In fact it's not until recently that we actually had pick up lines or a need to study this. You just have to differentiate the forced reality from the natural, timeless reality of attraction and female response and separate out all of what doesn't matter (such as her fickle independent character when it comes to attraction and don't deal with it).
Prevent rejection and isolate the possibility of it by understanding the model magnet system and charts. She isn't rejecting you, she's just placing a perception onto you and judging you initially to see if you meet her expectational response/ideal.
I like to say;
She can't sleep with a man of low (m.m.) character just as much as you can't sleep with an ugly, fat chick.
And if you've taken one for the home team, that's about as often as she slept with a man of low character (despite his looks).
So make sure that you not only communicate the right things but BE the man of the highest character that you can.
It's more important than your social character/status or your own inner game and personality, it's about your connection to the universal power of masculinity and secure inner strength.
The feminine energy in her will rule over her fickle independent behavior and her body just may not be able to resist. This can all happen within a few seconds of her seeing you.
At this point women will be approaching you like crazy and throwing out all kinds of signs because this kind of man who is in touch is so rare these days. The works already cut out for you.
What would it be worth for you to turn the tables, never get rejected and live that kind of lifestyle with women no MATTER your looks, age, income or social status?

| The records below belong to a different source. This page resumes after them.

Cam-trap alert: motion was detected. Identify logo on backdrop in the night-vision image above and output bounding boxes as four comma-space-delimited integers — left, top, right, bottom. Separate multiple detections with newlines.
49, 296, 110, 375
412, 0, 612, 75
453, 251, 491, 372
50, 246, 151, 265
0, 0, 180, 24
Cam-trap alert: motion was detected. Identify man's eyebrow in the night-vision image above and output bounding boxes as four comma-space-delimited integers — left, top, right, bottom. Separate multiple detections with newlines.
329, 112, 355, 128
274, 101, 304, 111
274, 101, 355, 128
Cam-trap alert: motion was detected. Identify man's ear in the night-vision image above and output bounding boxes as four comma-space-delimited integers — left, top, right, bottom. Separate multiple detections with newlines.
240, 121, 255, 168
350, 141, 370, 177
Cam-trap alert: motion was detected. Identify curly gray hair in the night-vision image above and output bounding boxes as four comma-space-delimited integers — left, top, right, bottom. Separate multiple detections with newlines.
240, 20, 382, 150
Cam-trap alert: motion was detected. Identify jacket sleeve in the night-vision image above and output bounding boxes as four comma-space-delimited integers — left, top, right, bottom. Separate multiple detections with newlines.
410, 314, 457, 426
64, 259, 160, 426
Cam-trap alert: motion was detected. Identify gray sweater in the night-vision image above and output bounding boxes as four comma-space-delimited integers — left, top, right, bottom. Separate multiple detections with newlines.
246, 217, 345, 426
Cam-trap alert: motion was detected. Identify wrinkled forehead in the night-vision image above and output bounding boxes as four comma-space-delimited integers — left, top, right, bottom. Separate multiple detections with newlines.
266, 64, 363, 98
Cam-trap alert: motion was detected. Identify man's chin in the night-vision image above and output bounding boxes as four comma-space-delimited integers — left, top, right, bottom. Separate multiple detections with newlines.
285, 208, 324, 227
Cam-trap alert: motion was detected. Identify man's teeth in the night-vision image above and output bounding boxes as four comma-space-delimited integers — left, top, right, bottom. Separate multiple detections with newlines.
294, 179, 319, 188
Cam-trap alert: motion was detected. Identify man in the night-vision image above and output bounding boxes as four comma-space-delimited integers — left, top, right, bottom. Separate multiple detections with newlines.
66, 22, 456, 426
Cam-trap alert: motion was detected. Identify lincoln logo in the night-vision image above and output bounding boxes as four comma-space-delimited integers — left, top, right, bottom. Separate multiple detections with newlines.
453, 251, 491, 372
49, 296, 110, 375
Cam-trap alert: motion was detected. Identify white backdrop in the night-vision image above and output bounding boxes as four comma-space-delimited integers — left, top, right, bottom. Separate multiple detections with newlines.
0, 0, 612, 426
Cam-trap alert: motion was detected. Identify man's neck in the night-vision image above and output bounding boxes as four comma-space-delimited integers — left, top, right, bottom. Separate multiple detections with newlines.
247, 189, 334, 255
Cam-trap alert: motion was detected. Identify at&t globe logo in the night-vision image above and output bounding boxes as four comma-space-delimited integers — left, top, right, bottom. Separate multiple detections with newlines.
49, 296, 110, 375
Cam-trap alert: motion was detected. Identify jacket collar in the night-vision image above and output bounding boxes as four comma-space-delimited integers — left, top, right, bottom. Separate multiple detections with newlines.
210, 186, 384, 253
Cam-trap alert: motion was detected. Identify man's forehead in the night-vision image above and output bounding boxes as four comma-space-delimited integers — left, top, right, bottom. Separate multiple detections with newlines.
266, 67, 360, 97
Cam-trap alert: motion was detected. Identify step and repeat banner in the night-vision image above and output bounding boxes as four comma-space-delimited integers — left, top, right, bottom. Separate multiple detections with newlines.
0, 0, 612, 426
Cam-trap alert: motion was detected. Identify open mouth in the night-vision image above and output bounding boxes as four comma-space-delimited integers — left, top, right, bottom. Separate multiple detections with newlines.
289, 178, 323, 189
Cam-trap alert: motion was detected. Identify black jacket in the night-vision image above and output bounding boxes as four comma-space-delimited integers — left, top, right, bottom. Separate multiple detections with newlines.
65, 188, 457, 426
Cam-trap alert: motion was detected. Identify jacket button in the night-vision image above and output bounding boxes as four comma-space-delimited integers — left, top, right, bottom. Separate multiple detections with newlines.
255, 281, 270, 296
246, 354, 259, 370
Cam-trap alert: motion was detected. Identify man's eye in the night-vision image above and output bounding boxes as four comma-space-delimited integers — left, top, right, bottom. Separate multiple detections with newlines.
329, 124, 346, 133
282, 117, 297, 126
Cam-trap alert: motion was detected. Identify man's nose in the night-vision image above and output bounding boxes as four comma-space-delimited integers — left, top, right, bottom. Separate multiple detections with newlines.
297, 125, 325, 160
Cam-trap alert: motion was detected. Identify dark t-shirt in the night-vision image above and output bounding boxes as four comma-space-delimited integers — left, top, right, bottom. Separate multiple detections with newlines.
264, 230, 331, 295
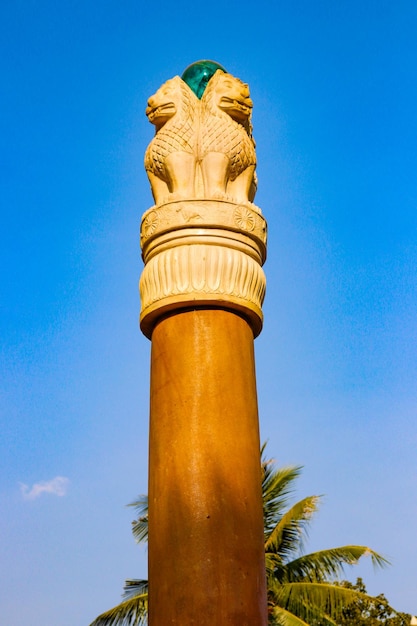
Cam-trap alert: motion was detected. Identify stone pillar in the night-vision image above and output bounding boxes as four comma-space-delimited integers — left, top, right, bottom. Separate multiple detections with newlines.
140, 199, 267, 626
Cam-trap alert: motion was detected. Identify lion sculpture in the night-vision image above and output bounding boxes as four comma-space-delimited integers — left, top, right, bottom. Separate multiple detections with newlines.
199, 70, 256, 203
145, 76, 200, 205
145, 70, 256, 205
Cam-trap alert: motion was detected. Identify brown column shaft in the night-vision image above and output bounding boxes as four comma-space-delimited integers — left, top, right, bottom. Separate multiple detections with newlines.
149, 309, 267, 626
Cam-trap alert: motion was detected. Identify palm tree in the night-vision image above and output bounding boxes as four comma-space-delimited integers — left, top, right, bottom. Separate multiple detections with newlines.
90, 444, 388, 626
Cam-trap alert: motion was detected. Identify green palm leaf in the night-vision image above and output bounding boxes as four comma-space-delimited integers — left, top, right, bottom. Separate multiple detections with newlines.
127, 495, 148, 543
282, 546, 389, 582
90, 444, 388, 626
269, 581, 380, 623
90, 593, 148, 626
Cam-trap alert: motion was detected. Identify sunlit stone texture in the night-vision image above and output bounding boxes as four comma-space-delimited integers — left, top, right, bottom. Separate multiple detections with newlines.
140, 61, 267, 626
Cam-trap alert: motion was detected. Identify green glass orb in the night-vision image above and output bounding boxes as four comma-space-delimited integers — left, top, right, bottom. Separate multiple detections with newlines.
181, 60, 226, 99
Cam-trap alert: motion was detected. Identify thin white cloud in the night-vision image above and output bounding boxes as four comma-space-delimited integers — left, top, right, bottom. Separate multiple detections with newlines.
20, 476, 70, 500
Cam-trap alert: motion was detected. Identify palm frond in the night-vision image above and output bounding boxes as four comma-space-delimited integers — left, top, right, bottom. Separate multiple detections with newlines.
90, 594, 148, 626
268, 606, 309, 626
265, 496, 320, 561
269, 581, 380, 623
281, 546, 389, 582
261, 454, 302, 534
123, 578, 148, 600
127, 495, 148, 543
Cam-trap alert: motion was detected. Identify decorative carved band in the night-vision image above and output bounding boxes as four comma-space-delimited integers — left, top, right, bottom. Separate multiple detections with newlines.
140, 199, 267, 264
140, 241, 266, 337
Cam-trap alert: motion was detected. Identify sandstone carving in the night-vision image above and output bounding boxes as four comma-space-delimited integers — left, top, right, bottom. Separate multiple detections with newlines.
140, 61, 267, 338
199, 70, 256, 202
145, 70, 256, 205
145, 76, 200, 205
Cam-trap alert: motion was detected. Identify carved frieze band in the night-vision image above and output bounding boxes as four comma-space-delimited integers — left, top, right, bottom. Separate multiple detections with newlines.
140, 200, 267, 263
140, 243, 266, 336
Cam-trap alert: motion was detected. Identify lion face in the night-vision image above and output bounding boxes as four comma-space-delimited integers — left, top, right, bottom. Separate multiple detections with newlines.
213, 72, 253, 122
145, 76, 181, 127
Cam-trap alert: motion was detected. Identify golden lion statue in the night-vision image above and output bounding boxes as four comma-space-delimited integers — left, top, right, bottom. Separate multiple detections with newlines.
145, 70, 256, 205
145, 76, 200, 205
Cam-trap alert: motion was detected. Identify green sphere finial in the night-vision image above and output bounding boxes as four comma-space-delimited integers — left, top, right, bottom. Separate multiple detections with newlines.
181, 60, 226, 99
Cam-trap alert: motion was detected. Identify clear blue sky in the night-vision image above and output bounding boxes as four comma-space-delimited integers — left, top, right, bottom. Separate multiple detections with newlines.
0, 0, 417, 626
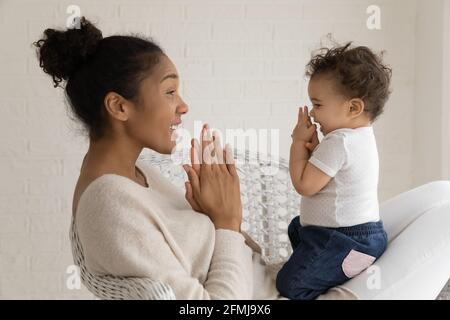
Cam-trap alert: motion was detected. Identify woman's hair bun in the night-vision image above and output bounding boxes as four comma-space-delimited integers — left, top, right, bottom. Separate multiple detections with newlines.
34, 17, 103, 87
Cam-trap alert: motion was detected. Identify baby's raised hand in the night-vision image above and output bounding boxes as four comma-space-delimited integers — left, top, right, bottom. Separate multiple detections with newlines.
291, 107, 319, 144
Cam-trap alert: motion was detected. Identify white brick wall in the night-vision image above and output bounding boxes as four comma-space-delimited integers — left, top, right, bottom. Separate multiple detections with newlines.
0, 0, 432, 299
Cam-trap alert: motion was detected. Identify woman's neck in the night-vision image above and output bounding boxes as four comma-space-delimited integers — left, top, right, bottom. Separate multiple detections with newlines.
82, 136, 142, 180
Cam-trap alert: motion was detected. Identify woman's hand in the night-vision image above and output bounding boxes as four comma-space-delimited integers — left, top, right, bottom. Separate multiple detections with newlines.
183, 126, 242, 232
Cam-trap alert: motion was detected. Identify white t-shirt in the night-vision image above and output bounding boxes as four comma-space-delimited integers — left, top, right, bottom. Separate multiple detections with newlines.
300, 127, 380, 228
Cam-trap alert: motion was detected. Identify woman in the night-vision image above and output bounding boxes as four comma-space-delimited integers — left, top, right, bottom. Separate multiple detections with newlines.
36, 19, 450, 299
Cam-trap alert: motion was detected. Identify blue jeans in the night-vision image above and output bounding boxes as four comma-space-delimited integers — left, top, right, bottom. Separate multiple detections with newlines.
276, 216, 387, 300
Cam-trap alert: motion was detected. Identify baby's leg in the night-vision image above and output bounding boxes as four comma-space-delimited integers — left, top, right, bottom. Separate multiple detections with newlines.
276, 223, 387, 300
276, 226, 350, 300
288, 216, 301, 250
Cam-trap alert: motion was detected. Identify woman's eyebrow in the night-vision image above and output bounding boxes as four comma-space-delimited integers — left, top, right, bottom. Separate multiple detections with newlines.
160, 73, 178, 83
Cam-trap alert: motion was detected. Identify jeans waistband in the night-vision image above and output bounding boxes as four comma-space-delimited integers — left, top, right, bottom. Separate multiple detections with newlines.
334, 220, 385, 236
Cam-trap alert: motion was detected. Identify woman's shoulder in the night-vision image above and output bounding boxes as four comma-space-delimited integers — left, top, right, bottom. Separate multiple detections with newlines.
74, 174, 144, 225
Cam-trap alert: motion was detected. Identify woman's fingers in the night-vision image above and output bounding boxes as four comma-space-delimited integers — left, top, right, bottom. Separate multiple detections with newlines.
183, 164, 200, 196
213, 131, 225, 169
184, 181, 202, 212
224, 144, 237, 176
297, 107, 303, 124
191, 139, 201, 175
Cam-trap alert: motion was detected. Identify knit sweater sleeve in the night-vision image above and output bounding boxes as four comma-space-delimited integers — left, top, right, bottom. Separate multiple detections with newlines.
76, 178, 253, 300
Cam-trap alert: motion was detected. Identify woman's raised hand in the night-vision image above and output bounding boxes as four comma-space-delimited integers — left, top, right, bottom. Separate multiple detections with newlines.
183, 125, 242, 232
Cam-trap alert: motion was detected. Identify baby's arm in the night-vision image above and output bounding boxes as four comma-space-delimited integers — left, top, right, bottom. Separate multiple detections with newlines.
289, 141, 331, 197
289, 107, 331, 196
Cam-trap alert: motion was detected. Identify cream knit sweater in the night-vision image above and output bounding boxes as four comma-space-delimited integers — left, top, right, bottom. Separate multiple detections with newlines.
75, 161, 356, 299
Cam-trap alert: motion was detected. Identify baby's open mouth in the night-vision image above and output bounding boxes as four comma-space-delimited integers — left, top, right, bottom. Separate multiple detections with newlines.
170, 122, 181, 130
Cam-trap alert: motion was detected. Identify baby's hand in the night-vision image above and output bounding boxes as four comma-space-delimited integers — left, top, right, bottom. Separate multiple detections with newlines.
291, 107, 319, 144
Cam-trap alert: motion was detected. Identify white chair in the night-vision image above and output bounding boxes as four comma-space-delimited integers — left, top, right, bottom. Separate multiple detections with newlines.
71, 151, 450, 299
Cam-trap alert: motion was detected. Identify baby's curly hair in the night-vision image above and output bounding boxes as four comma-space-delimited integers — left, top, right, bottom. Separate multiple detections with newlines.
306, 42, 392, 122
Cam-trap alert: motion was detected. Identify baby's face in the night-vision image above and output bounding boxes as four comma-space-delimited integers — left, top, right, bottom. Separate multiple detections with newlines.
308, 74, 350, 135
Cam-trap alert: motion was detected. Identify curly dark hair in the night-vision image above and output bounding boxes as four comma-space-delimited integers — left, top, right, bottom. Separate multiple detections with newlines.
34, 17, 164, 139
306, 42, 392, 122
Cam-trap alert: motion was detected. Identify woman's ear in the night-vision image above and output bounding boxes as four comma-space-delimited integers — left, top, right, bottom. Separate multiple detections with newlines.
349, 98, 364, 118
104, 92, 130, 121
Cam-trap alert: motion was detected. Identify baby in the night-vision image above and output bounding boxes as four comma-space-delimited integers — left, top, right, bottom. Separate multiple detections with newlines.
276, 43, 391, 300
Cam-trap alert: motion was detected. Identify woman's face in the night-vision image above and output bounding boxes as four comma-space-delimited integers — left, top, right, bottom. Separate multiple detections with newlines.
127, 55, 188, 154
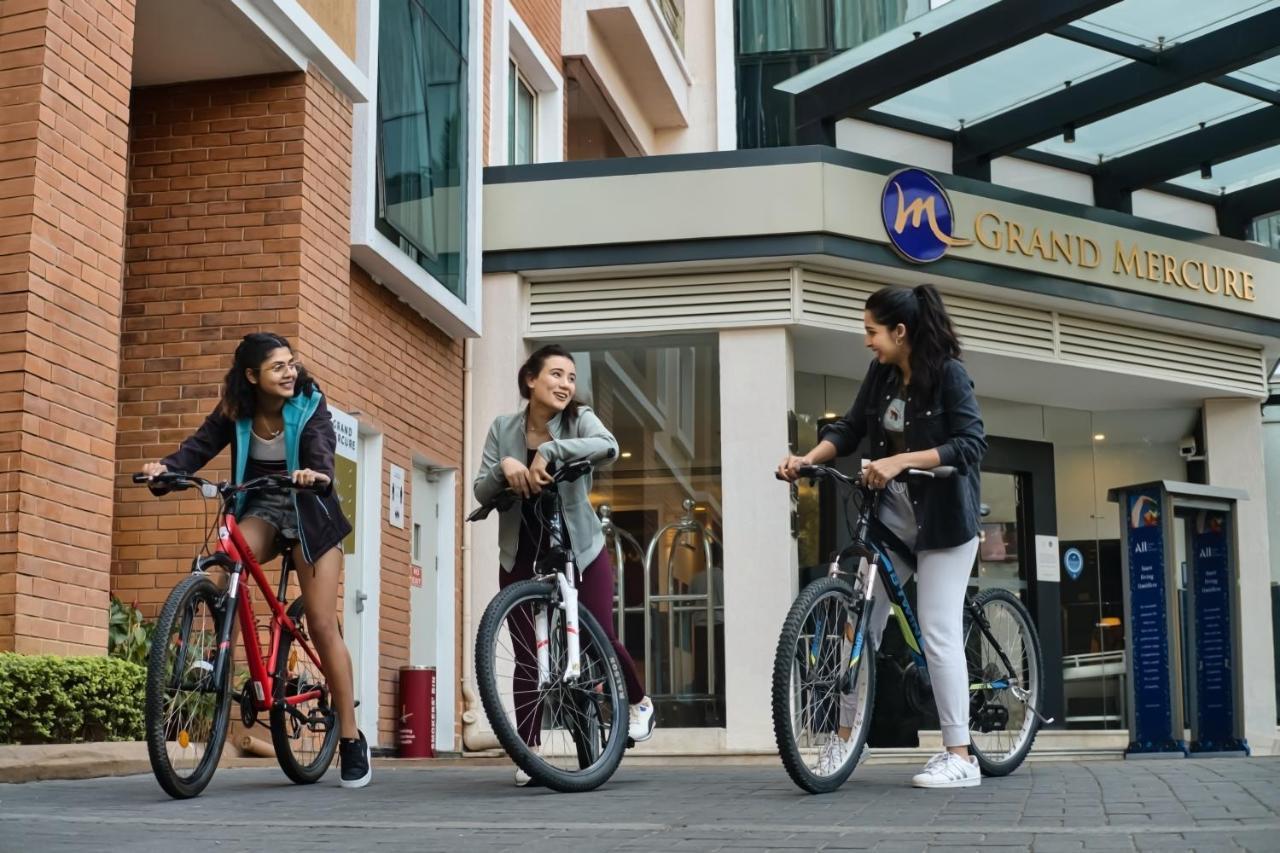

It's not a trick. It's real. And it's every man's inheritance but he has to embrace and accept it. I am the messenger because this power is greater than the greatest of any man in history's own independent character.
You don't have to be a superstar pick up character, you just have to be a man of (natural) character and you'll be able to catch women's interest just by walking in the room.
And when you're already spurring attraction in her and she can trust you by your body language, there's less of a chance you'll get rejected anyways.
And if you're living in a dominant reality where she is attracted to you and wants to be plus take the natural approach you can prevent rejection entirely.
Both Denise Ryan & Rion Williams are contributors for EditorialToday. The above articles have been edited for relevancy and timeliness. All write-ups, reviews, tips and guides published by EditorialToday.com and its partners or affiliates are for informational purposes only. They should not be used for any legal or any other type of advice. We do not endorse any author, contributor, writer or article posted by our team.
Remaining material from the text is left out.